No que à lei processual respeita, o art.º 155.º do Código de Processo do Trabalho dispõe:

 “1- O disposto nos artigos 117º e seguintes aplica-se, com as necessárias adaptações, aos casos de doença profissional em que o doente discorde da decisão do Centro Nacional de Proteção contra os Riscos Profissionais.

   2- Nesses casos, o tribunal requisita o processo organizado naquela instituição, que é apensado ao processo judicial e devolvido a final.”

   “Deste esquema tramitacional resulta que o doente profissional pode requerer ao tribunal de trabalho que reveja a incapacidade que o CNPCRP lhe atribui, decisão para a qual o tribunal é competente. Para tanto é pressuposto que esta entidade tenha proferido decisão na matéria.
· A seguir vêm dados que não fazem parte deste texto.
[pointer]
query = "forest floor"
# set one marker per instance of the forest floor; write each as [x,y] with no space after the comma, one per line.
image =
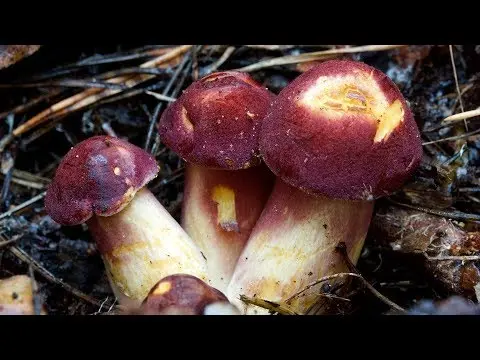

   No caso, o requerente precipitou-se dado que deu início à fase contenciosa em tribunal de trabalho, sem que a fase conciliatória junto da entidade administrativa tivesse sido esgotada e concluída, na medida em que ainda não foi proferida decisão, o que impede que o tribunal possa de imediato apreciar o pedido. A fase contenciosa que se processa no tribunal do trabalho pressupõe um procedimento prévio obrigatório que decorre junto da referida entidade administrativa até que esta profira decisão.[2]

 Assim sendo, o presente processo não pode ter seguimento e o tribunal não pode apreciar o mérito, faltando um requisito ou pressuposto processual inominado (a prévia tramitação e decisão junto do CNPCRP), exceção dilatória que leva ao indeferimento liminar (ou absolvição da requerida da instância se detetado mais tarde) e é de conhecimento oficioso- 278º, 1, e), 576º, 1 e 2, 578º, 590º, 1, CPC[3].
                                                                           *
DECISÃO
Com fundamento no atrás exposto, acorda-se em julgar improcedente a apelação, confirmando-se, em consequência, a decisão recorrida.
Custas pelo apelante, atendendo ao seu vencimento, sem prejuízo do apoio judiciário de que beneficia.
                                                                                                           Coimbra, 29 de maio de 2024
Mário Rodrigues da Silva- relator
Paula Maria Roberto
Felizardo Paiva
                                                                           *
Sumário (artigo 663º, nº 7, do CPC):
(…).

                   Texto redigido com aplicação da grafia do (novo) Acordo Ortográfico da Língua Portuguesa, respeitando-se, no entanto, em caso de transcrição, a grafia do texto original


([1]) Lei nº 98/2009, de 4/9.
([2]) Ac. do TRG, de 21-01-2021, proc. 1223/20.1T8VRL.G1, relatora Maria Leonor Chaves dos Santos Barroso, www.dgsi.pt.
([3]) Acs do TRC, de 25-09-2008, proc. 305/05.4TTCTB.C1, relator Azevedo Mendes, do STJ, de 1-10-2023, proc. 17552/20.1T8LSB.L1.S1, relator Mário Belo Morgado e do TRL, de 19-04-2023, proc. 17552/20.1T8LSB.L1-4, relator Alda Martins, www.dgsi.pt.